The Chinese economy grew by 6 percent in the third quarter compared to the same period last year. That is the slowest growth in almost thirty years, according to government data published on Friday.
In the second quarter there was a growth of 6.2 percent. Economists generally expected that the growth of the second largest economy in the world would slow down to 6.1 percent. China is severely affected by the trade dispute with the United States. Earlier this week, disappointing trade figures from China came out. Chinese exports are shrinking as a result of continuing trade tensions, while imports are also weakening. Production in the factories is weak and consumer spending is also disappointing, indicating a less strong domestic demand.
Easing of capital requirements
The Chinese government is aiming for economic growth for the entire year in a bandwidth of 6 percent to 6.5 percent. To stimulate growth, Beijing has taken various measures including easing capital requirements for banks in order to boost lending in the country.

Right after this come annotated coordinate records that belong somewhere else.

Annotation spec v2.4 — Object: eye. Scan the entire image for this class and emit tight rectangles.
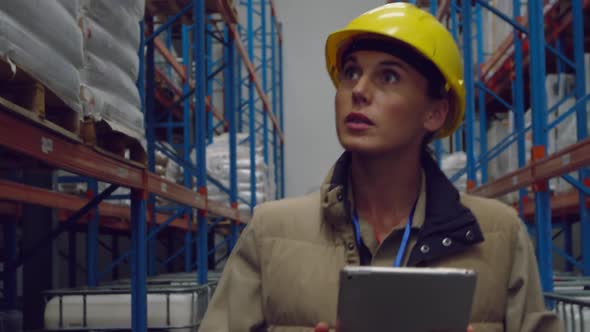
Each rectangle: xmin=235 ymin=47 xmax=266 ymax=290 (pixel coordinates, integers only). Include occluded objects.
xmin=381 ymin=69 xmax=399 ymax=84
xmin=341 ymin=65 xmax=361 ymax=81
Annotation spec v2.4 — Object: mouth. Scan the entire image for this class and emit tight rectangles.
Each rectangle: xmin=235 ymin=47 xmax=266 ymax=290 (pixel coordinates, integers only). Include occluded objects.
xmin=345 ymin=112 xmax=375 ymax=130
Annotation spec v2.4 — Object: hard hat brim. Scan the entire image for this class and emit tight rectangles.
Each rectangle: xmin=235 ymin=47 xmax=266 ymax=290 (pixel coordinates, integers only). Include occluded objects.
xmin=325 ymin=29 xmax=465 ymax=138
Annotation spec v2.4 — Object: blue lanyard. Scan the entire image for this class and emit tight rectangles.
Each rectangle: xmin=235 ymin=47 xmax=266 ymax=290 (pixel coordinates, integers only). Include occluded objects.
xmin=352 ymin=202 xmax=416 ymax=267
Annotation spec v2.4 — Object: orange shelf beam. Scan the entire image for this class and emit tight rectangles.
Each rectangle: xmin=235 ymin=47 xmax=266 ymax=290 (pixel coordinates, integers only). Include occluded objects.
xmin=221 ymin=3 xmax=285 ymax=143
xmin=475 ymin=0 xmax=590 ymax=111
xmin=470 ymin=138 xmax=590 ymax=197
xmin=0 ymin=180 xmax=188 ymax=231
xmin=0 ymin=111 xmax=145 ymax=189
xmin=522 ymin=191 xmax=590 ymax=220
xmin=0 ymin=111 xmax=249 ymax=223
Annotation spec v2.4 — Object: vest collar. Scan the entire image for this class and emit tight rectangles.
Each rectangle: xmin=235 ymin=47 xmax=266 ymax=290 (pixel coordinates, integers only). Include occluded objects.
xmin=320 ymin=152 xmax=484 ymax=265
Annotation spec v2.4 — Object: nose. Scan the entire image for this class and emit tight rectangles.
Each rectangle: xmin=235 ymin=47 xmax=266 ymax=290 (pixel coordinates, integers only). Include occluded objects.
xmin=352 ymin=75 xmax=371 ymax=106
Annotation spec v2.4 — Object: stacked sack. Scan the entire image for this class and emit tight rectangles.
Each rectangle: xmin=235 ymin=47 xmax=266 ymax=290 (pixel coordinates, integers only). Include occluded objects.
xmin=440 ymin=151 xmax=481 ymax=192
xmin=80 ymin=0 xmax=145 ymax=143
xmin=0 ymin=0 xmax=84 ymax=112
xmin=207 ymin=133 xmax=274 ymax=212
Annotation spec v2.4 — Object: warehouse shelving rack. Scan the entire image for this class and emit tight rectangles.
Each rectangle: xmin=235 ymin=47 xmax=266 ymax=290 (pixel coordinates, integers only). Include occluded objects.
xmin=431 ymin=0 xmax=590 ymax=292
xmin=0 ymin=0 xmax=284 ymax=331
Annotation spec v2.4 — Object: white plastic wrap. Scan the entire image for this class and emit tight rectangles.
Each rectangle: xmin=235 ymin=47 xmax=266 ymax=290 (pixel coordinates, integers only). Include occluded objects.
xmin=0 ymin=0 xmax=83 ymax=112
xmin=80 ymin=0 xmax=145 ymax=143
xmin=441 ymin=151 xmax=481 ymax=192
xmin=81 ymin=86 xmax=145 ymax=142
xmin=80 ymin=16 xmax=139 ymax=77
xmin=207 ymin=134 xmax=274 ymax=211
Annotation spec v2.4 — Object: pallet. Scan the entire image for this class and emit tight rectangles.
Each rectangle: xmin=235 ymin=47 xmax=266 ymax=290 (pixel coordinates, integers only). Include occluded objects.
xmin=146 ymin=0 xmax=237 ymax=24
xmin=0 ymin=60 xmax=80 ymax=139
xmin=80 ymin=118 xmax=147 ymax=166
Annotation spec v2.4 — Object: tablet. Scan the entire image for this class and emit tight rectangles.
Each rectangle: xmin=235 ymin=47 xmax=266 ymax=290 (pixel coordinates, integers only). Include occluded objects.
xmin=338 ymin=266 xmax=477 ymax=332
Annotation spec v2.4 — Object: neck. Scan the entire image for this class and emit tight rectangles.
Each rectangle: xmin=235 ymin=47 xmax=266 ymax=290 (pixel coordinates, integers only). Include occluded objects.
xmin=351 ymin=151 xmax=422 ymax=231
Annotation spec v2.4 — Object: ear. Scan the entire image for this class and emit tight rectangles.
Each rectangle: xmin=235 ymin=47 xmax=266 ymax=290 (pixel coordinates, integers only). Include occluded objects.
xmin=424 ymin=98 xmax=450 ymax=133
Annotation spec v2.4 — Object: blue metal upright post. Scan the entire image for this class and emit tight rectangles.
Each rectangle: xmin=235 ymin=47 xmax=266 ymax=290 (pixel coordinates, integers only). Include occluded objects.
xmin=561 ymin=218 xmax=574 ymax=272
xmin=182 ymin=24 xmax=193 ymax=272
xmin=512 ymin=0 xmax=526 ymax=217
xmin=262 ymin=0 xmax=271 ymax=165
xmin=478 ymin=1 xmax=488 ymax=184
xmin=451 ymin=0 xmax=464 ymax=152
xmin=68 ymin=229 xmax=78 ymax=288
xmin=131 ymin=190 xmax=147 ymax=332
xmin=430 ymin=0 xmax=438 ymax=16
xmin=461 ymin=1 xmax=477 ymax=189
xmin=205 ymin=24 xmax=215 ymax=144
xmin=223 ymin=27 xmax=239 ymax=251
xmin=528 ymin=1 xmax=553 ymax=292
xmin=270 ymin=11 xmax=280 ymax=199
xmin=236 ymin=59 xmax=244 ymax=133
xmin=572 ymin=0 xmax=590 ymax=276
xmin=248 ymin=0 xmax=256 ymax=211
xmin=193 ymin=0 xmax=208 ymax=284
xmin=136 ymin=20 xmax=146 ymax=109
xmin=3 ymin=219 xmax=17 ymax=310
xmin=430 ymin=1 xmax=442 ymax=166
xmin=86 ymin=179 xmax=99 ymax=287
xmin=145 ymin=17 xmax=156 ymax=275
xmin=278 ymin=24 xmax=285 ymax=198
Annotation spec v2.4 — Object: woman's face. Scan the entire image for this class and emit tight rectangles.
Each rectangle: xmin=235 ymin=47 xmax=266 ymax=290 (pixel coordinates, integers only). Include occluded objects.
xmin=336 ymin=51 xmax=448 ymax=154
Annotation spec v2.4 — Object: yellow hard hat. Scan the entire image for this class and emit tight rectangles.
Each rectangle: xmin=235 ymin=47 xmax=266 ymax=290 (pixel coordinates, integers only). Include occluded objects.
xmin=326 ymin=2 xmax=465 ymax=138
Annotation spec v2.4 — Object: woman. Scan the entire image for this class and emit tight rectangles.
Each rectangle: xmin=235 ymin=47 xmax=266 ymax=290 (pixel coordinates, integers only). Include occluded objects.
xmin=201 ymin=3 xmax=560 ymax=332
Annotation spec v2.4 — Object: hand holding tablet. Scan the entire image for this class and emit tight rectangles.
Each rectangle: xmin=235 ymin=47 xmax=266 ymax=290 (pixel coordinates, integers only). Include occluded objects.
xmin=330 ymin=266 xmax=477 ymax=332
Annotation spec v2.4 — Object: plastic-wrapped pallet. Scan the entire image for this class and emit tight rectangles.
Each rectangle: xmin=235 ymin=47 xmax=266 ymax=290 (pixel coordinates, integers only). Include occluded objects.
xmin=207 ymin=134 xmax=274 ymax=212
xmin=441 ymin=151 xmax=481 ymax=192
xmin=0 ymin=0 xmax=84 ymax=112
xmin=80 ymin=0 xmax=145 ymax=143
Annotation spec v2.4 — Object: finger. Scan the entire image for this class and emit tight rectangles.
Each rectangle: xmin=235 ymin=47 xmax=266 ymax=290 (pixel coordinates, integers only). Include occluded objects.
xmin=314 ymin=323 xmax=330 ymax=332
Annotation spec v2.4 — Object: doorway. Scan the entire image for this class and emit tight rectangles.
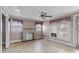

The Chinese statistics office also provided other macroeconomic data. For example, Chinese retail sales increased by 7.8 percent on an annual basis in September, which is slightly stronger than one month previously. Furthermore, production in the large Chinese industry increased by 5.8 percent last month. That is a larger increase than in August and stronger than expected.
China and the US recently concluded a provisional agreement on a partial trade deal. The deal is intended to be formally signed at a meeting of US President Donald Trump with his Chinese counterpart Xi Jinping at an economic forum in Chile next month.